Im vorliegenden Fall hat das Finanzamt den bekämpften Bescheid offensichtlich ohne Kenntnis des Inhaltes der Bescheinigung des Bundesamtes für Soziales und Behindertenwesen alleine auf Grund der sogenannten elektronisch übermittelten "Metadaten" erlassen. Eine Kenntnis des Finanzamtes über den Inhalt des Gutachtens ergibt sich jedenfalls weder aus dem vorgelegten Verwaltungsakt, noch der Begründung des bekämpften Erstbescheides (welcher zudem hinsichtlich der Bescheinigung ein falsches Datum anführt) und entspricht diese Vorgangsweise auch der dem Bundesfinanzgericht bekannten Verwaltungspraxis. Die vom Gesetz (insbes § 115 Abs 1 BAO) und der Rechtsprechung (vgl die oben angeführten Erkenntnisse) geforderte Feststellung des entscheidungswesentlichen Sachverhaltes hat damit offensichtlich nicht stattgefunden.
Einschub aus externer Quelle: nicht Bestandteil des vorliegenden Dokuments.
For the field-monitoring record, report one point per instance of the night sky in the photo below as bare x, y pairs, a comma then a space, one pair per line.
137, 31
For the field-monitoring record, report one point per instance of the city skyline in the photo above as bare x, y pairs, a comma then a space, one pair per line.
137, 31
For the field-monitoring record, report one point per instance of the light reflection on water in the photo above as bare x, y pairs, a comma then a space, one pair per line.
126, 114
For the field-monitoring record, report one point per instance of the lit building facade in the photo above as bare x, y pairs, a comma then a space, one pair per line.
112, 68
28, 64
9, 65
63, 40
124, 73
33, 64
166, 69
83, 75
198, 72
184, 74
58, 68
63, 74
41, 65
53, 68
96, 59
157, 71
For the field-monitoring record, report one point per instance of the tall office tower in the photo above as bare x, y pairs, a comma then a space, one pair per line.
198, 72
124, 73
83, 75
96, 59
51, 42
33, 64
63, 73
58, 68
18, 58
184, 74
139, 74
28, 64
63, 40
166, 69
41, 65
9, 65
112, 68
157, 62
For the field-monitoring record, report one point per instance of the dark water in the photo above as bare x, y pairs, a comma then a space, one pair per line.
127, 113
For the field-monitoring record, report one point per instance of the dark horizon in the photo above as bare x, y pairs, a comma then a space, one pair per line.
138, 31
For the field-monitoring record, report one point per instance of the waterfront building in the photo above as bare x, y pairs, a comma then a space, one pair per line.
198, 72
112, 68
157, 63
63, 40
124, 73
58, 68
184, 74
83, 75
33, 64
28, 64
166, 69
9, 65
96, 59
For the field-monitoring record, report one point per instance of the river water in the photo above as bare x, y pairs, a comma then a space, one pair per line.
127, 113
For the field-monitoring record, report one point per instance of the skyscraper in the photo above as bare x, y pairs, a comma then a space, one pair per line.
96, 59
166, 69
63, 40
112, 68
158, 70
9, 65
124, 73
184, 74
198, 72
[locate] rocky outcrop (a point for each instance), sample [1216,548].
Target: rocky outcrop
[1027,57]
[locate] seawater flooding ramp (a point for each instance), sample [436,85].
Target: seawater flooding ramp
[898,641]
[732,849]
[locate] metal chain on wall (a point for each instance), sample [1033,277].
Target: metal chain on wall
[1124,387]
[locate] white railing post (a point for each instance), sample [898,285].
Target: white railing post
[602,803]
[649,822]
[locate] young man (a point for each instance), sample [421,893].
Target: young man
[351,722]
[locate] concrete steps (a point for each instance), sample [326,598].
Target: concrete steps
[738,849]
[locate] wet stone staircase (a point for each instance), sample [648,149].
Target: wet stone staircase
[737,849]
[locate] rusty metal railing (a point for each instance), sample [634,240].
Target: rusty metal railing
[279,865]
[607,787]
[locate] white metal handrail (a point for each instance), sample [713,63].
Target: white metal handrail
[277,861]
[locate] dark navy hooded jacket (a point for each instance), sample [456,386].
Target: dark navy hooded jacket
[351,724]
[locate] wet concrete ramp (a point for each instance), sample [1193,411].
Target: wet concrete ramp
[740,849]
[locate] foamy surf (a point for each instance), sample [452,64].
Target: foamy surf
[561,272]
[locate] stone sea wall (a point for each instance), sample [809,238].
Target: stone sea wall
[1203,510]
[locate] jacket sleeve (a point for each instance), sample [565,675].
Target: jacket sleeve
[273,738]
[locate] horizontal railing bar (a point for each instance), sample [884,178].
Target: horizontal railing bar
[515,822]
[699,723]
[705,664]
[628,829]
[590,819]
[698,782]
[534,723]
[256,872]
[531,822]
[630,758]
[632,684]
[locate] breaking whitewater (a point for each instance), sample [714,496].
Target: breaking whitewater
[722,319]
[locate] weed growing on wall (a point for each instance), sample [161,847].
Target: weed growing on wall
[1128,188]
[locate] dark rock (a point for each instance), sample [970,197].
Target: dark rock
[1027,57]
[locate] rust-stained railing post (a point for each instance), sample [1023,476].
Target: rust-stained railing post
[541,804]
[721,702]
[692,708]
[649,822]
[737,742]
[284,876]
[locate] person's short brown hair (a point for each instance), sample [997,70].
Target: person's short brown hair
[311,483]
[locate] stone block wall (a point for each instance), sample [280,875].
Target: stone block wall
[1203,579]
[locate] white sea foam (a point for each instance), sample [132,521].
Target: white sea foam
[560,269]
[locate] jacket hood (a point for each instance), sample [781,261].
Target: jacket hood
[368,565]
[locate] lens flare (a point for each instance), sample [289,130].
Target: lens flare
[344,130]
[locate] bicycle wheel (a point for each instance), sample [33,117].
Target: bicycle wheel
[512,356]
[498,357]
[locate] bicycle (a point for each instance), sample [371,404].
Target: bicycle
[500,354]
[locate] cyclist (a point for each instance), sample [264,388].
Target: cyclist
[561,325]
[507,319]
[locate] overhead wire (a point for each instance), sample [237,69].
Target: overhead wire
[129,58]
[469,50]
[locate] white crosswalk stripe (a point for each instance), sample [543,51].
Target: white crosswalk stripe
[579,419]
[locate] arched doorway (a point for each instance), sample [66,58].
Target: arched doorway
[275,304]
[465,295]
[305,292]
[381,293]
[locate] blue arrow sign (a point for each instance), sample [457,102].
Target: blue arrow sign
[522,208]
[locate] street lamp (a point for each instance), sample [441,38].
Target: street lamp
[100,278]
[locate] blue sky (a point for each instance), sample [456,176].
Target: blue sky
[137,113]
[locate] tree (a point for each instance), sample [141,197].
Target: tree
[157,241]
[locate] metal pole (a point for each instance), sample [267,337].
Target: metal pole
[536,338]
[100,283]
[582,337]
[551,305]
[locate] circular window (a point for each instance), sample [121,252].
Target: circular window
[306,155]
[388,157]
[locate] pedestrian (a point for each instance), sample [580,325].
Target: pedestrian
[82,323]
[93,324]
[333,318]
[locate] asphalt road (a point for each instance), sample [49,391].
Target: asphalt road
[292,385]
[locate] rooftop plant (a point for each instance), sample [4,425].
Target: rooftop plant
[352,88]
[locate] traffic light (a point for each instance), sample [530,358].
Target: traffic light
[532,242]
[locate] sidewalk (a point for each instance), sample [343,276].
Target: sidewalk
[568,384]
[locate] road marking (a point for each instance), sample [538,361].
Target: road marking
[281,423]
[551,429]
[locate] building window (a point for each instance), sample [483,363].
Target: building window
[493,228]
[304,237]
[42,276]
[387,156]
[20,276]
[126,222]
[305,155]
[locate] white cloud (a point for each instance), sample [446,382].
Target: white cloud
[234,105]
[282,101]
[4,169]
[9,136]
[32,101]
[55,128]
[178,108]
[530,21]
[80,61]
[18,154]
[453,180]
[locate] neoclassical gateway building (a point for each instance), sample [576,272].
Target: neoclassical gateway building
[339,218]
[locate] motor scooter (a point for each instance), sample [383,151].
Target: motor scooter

Ebenfalls liegt ein Verstoß gegen § 183 Abs 4 BAO vor, da seitens des Finanzamtes nicht ohne weiteres davon ausgegangen werden kann, dass das vom Bundesamt für Soziales und Behindertenwesen veranlasste ärztliche Sachverständigengutachten der Antragstellerin auch tatsächlich zugekommen ist. Sollte dieses nämlich zB am Postweg in Verlust geraten sein, würde sogar nicht einmal die Möglichkeit bestehen, sich vor Erlassung des Bescheides eigeninitiativ dazu zu äußern.
Diese Praxis wird auch in der Literatur stark kritisiert ("Die derzeitige Vorgangsweise, den vollständigen Gutachtenstext erst im Beschwerdeverfahren abzuverlangen, ist rechtswidrig." - Lenneis in Lenneis/Wanke (Hrsg), FLAG2 § 8 Rz 30).

Nun ergibt sich aus der höchstgerichtlichen Rechtsprechung aber, dass allfällige (bezogen wohl primär auf unbewusst unterlaufene) Verfahrensfehler im Beschwerdeverfahren sanierbar sind.
Die Beschwerdeführerin hat unter Anschluss des ihr übermittelten ärztlichen Gutachtens in ihrer Beschwerde umfassende Ausführungen zu den von ihr behaupteten Unzulänglichkeiten des der Bescheinigung des Bundesamtes für Soziales und Behindertenwesen zu Grunde liegenden ärztlichen Sachverständigengutachtens erstattet.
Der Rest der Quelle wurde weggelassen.